Our only gripes centered on the oil tank filler and the fuel tank opening. The dry sump's oil tank filler is a long way from the tank itself, so you must wait a few minutes after adding oil (after warming up the bike for at least a few minutes) for it to show on the oil-level indicator to ensure you won't overfill the reservoir. You must take care when topping off the gas tank as well, as the small receptacle beneath the cap can cause fuel to spray everywhere. For a first attempt in the sport-touring category, the Aprilia RST1000 Futura is one fantastic motorcycle. The competition had better worry when Aprilia gets some time to refine it further.
TOUR RIDING GEAR
Our choices for the SR staff tour
Since we were embarking on this tour at the onset of summer, we figured on running into temperatures ranging from 60 to 90-plus degrees Fahrenheit. And we were right, although not quite in the areas we expected. The weather was actually pretty mild in the middle of the Nevada desert, while it ranged from 85 to 95 degrees F in Utah and Colorado. Nevertheless, the majority of our gear was chosen well and performed admirably.
Both Trevitt and Kunitsugu chose the ubiquitous Aerostich (800/222-1994, www.aerostich.com) Roadcrafter one-piece suit, while Mikolas wore a Tour Master Cortech (800/455-2552, www.tourmaster.com) three-quarter jacket and pants. While the overall protection and quality from the Roadcrafter is unparalleled for a textile suit, Mikolas felt the Tour Master jacket and pants' venting was superior to his own Aerostich apparel, while the Cortech jacket's zip-out liner provided good warmth. During the sudden rainstorms, both Aerostich suits stayed dry up to a point, whereupon some leakage occurred. Mikolas avoided the downpour by getting lost and taking the wrong exit off the highway.
Kunitsugu and Mikolas wore Arais (800/656-2425, www.araiamericas.com), a Quantum/f for the former, Signet for the latter; both reveled in the comfort, and Kunitsugu felt the Quantum's venting was excellent. Trevitt wore a Shoei (714/730-0941, www.shoei-helmets.com) X-tec lid, which took awhile to break in, but was very comfy once it did. Venting, however, left something to be desired.
Mikolas wore Held (via Helimot European Accessories 408/298-9608) 2265 gloves the entire trip, and raved about them. Kunitsugu wore Spidi Carbo-Vents during the hottest portions of the ride, while Trevitt was adorned in Joe Rocket (800/635-6103, www.joerocket.com) Speedmaster gloves; both staffers felt the venting worked well. In the milder climes, both chose RS Taichi (310/542-4974, www.rs-taichi.com) gloves: Kunitsugu used the GP Kevlar models, while Trevitt wore GP MAX units. Comfort from both gloves was rated excellent.

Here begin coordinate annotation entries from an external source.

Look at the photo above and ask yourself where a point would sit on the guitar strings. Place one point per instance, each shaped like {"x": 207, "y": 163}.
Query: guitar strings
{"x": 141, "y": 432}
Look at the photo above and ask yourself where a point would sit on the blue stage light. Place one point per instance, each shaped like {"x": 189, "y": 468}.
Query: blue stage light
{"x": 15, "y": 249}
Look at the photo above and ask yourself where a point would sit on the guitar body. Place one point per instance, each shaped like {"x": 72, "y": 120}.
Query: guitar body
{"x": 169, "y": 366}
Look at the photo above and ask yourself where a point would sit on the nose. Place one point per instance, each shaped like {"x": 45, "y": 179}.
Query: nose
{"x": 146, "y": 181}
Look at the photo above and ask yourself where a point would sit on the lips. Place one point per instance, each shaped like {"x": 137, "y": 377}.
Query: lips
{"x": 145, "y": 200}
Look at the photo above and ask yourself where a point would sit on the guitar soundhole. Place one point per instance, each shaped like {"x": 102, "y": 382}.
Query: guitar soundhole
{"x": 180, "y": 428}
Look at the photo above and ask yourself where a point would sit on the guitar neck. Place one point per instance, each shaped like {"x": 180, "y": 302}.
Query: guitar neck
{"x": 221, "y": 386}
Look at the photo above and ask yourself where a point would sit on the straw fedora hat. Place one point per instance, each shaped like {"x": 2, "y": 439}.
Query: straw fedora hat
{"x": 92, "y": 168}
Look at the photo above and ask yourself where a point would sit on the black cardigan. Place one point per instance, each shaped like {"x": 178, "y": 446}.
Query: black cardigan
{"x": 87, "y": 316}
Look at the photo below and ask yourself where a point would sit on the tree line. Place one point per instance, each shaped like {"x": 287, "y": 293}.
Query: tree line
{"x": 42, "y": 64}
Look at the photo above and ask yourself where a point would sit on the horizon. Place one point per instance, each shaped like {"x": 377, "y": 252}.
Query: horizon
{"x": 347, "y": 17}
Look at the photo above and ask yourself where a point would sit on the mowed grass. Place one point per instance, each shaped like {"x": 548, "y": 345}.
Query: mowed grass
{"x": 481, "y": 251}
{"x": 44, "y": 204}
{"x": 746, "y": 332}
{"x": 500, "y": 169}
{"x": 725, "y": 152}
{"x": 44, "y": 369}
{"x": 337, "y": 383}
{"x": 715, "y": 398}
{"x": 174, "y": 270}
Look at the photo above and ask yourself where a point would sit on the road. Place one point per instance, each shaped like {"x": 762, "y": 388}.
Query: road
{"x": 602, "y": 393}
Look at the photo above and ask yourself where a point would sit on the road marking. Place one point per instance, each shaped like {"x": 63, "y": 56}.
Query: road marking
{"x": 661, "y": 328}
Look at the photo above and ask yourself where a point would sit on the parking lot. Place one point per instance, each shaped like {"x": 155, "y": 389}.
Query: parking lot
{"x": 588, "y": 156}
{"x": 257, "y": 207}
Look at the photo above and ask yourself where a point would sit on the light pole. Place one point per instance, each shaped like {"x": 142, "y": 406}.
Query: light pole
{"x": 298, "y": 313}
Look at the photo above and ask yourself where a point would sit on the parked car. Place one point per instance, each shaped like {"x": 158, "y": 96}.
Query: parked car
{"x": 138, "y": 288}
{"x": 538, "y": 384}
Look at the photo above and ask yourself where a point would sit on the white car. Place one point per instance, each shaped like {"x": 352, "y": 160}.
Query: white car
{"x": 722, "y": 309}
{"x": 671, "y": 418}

For footwear, Mikolas wore a well-worn set of Z Custom Leathers (714/890-5721, www.zcustom.com) boots, while Kunitsugu used Sidi's (877/789-4940, www.motonation.com) Strada model and Trevitt used--ironically--Gaerne's Strada Pro. All had little to no complaints about comfort, with Trevitt regretting the lack of vents in the hotter climes, only to rejoice during the Denver monsoon.